After all, if you are betting your life on a gun, you need to know it will work each and every time you pull the trigger. Any potential failure point is a potential reason not to buy a gun. And gun enthusiasts can be very picky about these sorts of things.
Take the Series 80 1911 for example. That slight redesign by Colt incorporated a firing pin safety designed to prevent potential drop firing. The mechanical safety is relatively simple, made up of just four parts, but a substantial contingent refuses to buy 1911s that use this design.
Now, imagine adding a fingerprint sensor to that equation. Or a facial recognition camera. Or a specialized piece of RFID-embedded jewelry. Or a battery that needs to be kept charged.
On top of that, imagine building a new gun from the ground up around those features. So, you have to develop a novel firearm on top of developing novel security features. Adding even more complexity to the feat and probably explaining the multiple feeding issues on display in the Forgotten Weapons video.
Of course, that doesn’t mean there is no market for these guns. The Series 80 1911s are fairly popular despite some enthusiasts’ reservations. So are biometric safes that are susceptible to nearly all of the same shortfalls mentioned above.
There’s clearly a market for guns. There’s clearly a market for biometric safes to store those guns. There is likely a market for a gun with a biometric lock built into it, even if early models are as pricey as the Biofire (with the cheapest option coming in at $1,500).

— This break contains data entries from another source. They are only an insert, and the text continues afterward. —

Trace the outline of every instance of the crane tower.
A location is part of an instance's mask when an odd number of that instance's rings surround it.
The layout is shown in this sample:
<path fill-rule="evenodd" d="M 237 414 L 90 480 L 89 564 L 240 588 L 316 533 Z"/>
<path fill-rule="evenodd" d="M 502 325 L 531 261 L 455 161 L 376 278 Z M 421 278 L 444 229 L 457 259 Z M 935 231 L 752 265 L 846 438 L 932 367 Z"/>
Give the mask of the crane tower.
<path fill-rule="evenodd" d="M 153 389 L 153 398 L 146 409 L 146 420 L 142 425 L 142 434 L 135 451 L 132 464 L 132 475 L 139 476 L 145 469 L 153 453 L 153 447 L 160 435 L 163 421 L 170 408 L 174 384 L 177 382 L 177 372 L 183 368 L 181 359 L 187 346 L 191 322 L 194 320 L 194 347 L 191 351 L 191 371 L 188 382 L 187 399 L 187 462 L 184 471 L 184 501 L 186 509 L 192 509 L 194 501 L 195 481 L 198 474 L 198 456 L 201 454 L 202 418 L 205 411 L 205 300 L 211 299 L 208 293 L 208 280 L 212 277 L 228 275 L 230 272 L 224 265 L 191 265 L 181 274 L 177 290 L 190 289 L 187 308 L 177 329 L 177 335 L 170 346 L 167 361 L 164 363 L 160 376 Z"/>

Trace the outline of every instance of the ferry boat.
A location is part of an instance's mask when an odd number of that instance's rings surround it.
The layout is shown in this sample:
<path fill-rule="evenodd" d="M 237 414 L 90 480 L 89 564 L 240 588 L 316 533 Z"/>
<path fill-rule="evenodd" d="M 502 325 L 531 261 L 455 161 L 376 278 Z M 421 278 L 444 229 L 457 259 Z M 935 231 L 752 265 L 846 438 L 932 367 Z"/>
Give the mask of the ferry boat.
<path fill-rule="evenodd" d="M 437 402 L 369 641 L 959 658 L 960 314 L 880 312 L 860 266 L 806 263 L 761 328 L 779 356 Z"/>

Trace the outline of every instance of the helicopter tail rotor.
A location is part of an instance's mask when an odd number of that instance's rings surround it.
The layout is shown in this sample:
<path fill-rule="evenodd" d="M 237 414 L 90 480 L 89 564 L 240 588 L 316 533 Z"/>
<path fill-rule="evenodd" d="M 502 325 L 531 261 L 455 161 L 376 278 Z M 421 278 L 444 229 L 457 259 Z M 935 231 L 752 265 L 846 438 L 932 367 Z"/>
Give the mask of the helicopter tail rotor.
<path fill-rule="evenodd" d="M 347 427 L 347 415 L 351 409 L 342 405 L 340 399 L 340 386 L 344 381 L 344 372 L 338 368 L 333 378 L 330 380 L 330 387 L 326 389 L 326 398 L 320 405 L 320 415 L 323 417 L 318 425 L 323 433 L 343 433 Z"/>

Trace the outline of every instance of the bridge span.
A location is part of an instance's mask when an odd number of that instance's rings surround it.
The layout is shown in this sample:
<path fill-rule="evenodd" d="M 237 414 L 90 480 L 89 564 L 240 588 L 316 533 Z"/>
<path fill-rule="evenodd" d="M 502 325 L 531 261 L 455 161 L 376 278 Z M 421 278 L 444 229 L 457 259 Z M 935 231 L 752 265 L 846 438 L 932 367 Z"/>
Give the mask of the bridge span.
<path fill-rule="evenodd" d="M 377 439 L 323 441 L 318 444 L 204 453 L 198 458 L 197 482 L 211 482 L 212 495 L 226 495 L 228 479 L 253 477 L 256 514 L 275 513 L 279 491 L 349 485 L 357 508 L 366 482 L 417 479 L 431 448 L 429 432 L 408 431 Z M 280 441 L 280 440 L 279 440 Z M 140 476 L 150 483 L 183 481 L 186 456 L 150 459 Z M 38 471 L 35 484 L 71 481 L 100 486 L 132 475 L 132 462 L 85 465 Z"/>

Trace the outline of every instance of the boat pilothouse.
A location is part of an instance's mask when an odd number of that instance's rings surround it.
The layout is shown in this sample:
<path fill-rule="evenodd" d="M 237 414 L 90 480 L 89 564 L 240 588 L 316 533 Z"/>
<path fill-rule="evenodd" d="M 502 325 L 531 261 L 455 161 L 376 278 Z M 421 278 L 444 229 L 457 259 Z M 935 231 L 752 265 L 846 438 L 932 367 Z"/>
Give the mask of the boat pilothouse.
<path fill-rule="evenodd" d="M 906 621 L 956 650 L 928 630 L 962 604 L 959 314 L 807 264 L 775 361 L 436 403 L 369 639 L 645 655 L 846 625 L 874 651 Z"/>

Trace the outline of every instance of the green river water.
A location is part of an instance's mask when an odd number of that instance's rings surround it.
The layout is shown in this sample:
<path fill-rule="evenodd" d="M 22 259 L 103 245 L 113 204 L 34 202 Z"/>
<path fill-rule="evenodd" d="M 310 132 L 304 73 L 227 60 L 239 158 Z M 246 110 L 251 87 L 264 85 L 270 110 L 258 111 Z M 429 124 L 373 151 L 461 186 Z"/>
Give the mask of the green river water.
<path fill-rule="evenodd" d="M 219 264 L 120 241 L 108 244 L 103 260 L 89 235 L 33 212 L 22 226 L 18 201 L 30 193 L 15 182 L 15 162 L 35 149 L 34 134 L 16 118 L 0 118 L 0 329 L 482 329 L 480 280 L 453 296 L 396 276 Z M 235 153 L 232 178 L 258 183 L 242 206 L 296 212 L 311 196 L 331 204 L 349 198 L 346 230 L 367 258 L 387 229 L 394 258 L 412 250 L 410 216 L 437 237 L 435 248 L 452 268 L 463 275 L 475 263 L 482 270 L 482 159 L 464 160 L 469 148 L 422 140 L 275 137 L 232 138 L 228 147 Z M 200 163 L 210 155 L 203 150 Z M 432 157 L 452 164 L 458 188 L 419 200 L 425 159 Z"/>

But the reliability issues of integrating an electronic lock into a gun have never been the greatest impediment to their adoption. The tallest hurdle has always been distrust over how gun-control advocates and lawmakers will react to their introduction. And for good reason.
In 2002, New Jersey passed an infamous law mandating that three years after a smart gun is introduced to the market, those are the only kind of guns that could be sold in the state. President Joe Biden also vowed during his campaign to “put America on the path to ensuring that 100% of firearms sold in America are smart guns,” something almost certainly impossible without a ban on traditional firearms.
However, New Jersey’s law was reformed in 2019. It no longer bans the sale of traditional firearms when smart guns come onto the market. Instead, it requires they be sold alongside them. And President Biden hasn’t made any moves on smart guns since taking office.
That’s unlikely to put gun-rights advocates entirely at ease. But banning the sale of traditional firearms because of the existence of smart guns would also likely be unconstitutional under the Supreme Court’s Bruen standard for interpreting the Second Amendment.
And the position of gun-rights groups and the industry has long been that smart guns should be allowed on the market for those who want them. They just shouldn’t be the only option available since not everyone does want them.
But it appears we will soon begin to find out if enough Americans out there want a smart gun to support any of the companies now developing them.